Berikutnya menyusul Diaz Hendropriyono, anak Jenderal Purnawirawan A.M. Hendropriyono. Diaz, yang dulu Ketua Tim Sukses Kawan Jokowi-salah satu sayap relawan-ditempatkan sebagai komisaris di PT Telkomsel. Sampai sekarang setidaknya sudah 16 orang mengisi jabatan penting di BUMN-umumnya sebagai komisaris. Ada yang namanya sudah dikenal publik, ada pula yang selama ini bekerja di balik layar sehingga namanya terdengar asing.
Memang tak ada pelanggaran aturan atas penunjukan itu. Pemerintah adalah pemegang saham BUMN. Sebagai pemegang saham, pemerintah berhak memilih orang untuk ditempatkan di sana. Biasanya penempatan dilakukan sebagai "kompensasi" atas jabatan lain dari orang yang ditunjuk. Kompensasi diberikan karena gaji dari jabatan itu dianggap kurang sehingga perlu diberi tambahan dengan menjadi komisaris. Maka, sudah lama berlaku, staf khusus presiden atau wakil presiden, misalnya, biasanya juga menjadi komisaris di salah satu BUMN.
Penempatan seperti itu dianggap masih patut karena mereka adalah pejabat negara sehingga penunjukan sebagai petinggi di BUMN pun merupakan bagian dari penugasan sebagai pejabat negara. Tentu ada syaratnya, yaitu mereka mesti memiliki kompetensi sehingga layak menjabat komisaris. Bagaimanapun, komisaris adalah posisi penting. Mereka bertugas mengawasi kinerja direksi perusahaan milik negara itu.

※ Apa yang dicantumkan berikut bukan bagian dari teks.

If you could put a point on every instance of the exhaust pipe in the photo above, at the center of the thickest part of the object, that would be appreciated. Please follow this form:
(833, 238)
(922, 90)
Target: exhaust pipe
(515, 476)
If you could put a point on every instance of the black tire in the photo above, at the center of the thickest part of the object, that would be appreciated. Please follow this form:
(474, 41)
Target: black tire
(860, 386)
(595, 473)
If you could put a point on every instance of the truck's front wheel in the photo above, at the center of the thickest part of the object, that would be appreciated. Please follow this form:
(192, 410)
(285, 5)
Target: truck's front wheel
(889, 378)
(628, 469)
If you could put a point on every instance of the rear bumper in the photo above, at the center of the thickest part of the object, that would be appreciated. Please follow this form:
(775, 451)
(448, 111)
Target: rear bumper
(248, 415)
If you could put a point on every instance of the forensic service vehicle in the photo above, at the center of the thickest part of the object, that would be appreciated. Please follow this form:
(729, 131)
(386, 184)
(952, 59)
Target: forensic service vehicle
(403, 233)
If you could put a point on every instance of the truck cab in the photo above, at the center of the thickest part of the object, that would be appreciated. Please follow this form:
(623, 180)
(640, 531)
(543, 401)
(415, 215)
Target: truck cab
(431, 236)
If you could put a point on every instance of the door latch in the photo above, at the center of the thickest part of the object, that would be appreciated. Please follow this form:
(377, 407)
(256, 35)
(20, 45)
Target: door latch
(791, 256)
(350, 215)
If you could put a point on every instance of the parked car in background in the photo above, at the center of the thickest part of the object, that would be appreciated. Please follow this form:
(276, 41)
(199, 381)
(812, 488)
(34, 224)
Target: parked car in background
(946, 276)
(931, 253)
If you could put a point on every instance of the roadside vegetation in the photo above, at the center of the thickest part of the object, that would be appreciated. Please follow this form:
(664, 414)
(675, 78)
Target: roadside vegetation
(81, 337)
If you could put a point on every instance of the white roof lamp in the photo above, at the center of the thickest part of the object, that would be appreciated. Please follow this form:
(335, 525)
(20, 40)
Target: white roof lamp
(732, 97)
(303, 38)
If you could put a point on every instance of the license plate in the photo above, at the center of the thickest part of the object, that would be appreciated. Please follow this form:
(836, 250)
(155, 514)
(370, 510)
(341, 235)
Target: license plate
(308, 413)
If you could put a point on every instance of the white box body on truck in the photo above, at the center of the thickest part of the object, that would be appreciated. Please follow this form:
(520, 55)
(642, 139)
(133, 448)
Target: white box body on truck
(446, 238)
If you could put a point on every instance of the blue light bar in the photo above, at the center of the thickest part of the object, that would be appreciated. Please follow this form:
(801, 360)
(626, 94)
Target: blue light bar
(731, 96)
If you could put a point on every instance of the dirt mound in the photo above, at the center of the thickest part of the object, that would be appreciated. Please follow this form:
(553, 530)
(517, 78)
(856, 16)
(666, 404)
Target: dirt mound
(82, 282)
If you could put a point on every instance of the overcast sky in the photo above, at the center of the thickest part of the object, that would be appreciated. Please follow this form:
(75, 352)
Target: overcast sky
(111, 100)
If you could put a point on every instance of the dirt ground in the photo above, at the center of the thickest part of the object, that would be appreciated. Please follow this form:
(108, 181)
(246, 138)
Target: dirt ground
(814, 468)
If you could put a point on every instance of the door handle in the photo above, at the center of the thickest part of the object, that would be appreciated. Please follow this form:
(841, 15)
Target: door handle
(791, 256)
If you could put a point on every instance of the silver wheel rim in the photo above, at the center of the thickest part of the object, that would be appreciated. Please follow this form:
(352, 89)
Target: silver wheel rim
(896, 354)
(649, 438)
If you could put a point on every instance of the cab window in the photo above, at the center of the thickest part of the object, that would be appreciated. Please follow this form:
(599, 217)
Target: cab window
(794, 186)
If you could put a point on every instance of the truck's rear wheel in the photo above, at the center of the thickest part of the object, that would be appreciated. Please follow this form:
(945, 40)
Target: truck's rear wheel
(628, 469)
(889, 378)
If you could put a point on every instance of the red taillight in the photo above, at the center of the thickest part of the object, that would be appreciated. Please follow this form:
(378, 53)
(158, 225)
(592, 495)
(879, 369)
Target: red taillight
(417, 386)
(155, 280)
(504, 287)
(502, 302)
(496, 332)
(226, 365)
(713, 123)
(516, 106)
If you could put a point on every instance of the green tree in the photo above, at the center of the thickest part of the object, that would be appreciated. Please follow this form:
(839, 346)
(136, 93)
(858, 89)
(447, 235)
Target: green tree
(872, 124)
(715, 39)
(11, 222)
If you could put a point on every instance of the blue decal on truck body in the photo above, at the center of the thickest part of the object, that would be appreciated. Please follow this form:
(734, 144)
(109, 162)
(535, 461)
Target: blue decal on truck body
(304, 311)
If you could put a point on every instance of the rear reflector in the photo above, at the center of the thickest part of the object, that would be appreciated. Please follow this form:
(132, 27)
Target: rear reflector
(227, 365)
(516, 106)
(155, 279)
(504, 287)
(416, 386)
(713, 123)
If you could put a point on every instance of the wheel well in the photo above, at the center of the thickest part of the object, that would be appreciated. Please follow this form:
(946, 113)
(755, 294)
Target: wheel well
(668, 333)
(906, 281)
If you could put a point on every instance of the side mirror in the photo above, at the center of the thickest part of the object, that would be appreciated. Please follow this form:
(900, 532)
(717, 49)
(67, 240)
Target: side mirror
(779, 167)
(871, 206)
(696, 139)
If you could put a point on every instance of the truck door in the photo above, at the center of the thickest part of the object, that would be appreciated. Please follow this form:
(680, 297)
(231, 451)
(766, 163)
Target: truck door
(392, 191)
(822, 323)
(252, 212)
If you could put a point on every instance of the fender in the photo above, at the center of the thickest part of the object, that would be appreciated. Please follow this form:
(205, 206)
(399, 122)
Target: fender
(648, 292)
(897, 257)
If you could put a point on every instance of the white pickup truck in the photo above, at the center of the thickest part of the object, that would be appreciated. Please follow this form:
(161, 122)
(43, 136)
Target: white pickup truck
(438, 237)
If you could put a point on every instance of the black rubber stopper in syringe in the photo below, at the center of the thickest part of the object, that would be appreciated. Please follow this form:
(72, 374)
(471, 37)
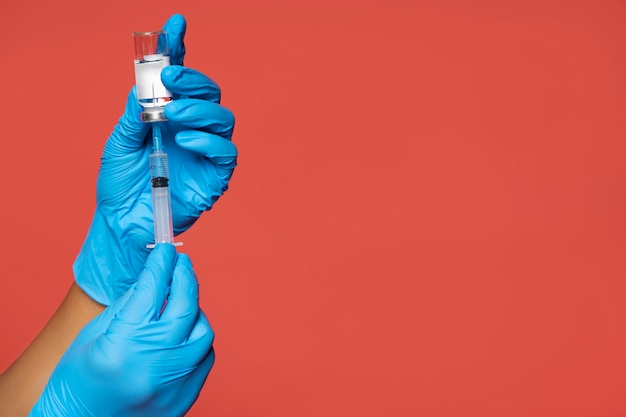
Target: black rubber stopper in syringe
(159, 182)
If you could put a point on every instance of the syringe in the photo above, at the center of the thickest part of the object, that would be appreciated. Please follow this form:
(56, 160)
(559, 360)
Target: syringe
(161, 203)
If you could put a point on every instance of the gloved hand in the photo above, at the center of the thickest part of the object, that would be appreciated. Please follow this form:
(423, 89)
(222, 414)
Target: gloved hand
(134, 359)
(202, 158)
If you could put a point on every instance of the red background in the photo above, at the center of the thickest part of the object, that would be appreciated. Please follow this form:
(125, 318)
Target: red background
(428, 217)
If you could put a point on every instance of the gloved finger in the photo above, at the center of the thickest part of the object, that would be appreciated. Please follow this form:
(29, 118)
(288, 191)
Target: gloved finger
(221, 152)
(175, 27)
(202, 114)
(130, 132)
(199, 343)
(202, 332)
(150, 292)
(182, 303)
(188, 82)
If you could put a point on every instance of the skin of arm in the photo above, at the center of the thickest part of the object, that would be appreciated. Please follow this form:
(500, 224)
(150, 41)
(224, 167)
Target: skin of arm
(24, 380)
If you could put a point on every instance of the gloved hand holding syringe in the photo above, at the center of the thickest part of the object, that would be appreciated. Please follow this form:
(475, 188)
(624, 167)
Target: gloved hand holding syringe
(151, 56)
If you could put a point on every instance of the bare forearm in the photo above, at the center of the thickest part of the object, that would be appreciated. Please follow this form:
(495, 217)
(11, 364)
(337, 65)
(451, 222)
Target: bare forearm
(22, 383)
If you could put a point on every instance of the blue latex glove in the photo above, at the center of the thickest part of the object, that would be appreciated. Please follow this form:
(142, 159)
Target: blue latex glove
(134, 359)
(197, 139)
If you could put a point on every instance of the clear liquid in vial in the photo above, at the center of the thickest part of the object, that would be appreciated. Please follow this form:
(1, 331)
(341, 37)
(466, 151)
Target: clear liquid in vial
(150, 90)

Asas kepatutan itu akan terganggu bila ujuk-ujuk seseorang dari kalangan relawan atau partai politik memegang posisi penting BUMN. Pertanyaannya, karena mereka bukan pemegang jabatan setara dengan pejabat negara, dasar penunjukan mereka sebagai apa? Pertanyaan ini layak diajukan karena penunjukan serampangan berpotensi merugikan BUMN yang kebagian "penugasan" itu. Apalagi ada sebuah BUMN yang empat dari tujuh komisarisnya berasal dari relawan atau politikus.
Semestinya Jokowi, yang pada saat kampanye pemilihan presiden menjanjikan pemerintahan terbuka dan bebas kolusi, mempertimbangkan soal ini. Tak ada larangan menunjuk seseorang menjadi komisaris BUMN, tapi harus melalui seleksi ketat. Meski tak ada ketentuan bahwa komisaris harus melalui uji kepatutan, analisis atas rekam jejak serta kompetensinya tetap diperlukan, demi terwujudnya asas pemerintahan yang terbuka dan profesional.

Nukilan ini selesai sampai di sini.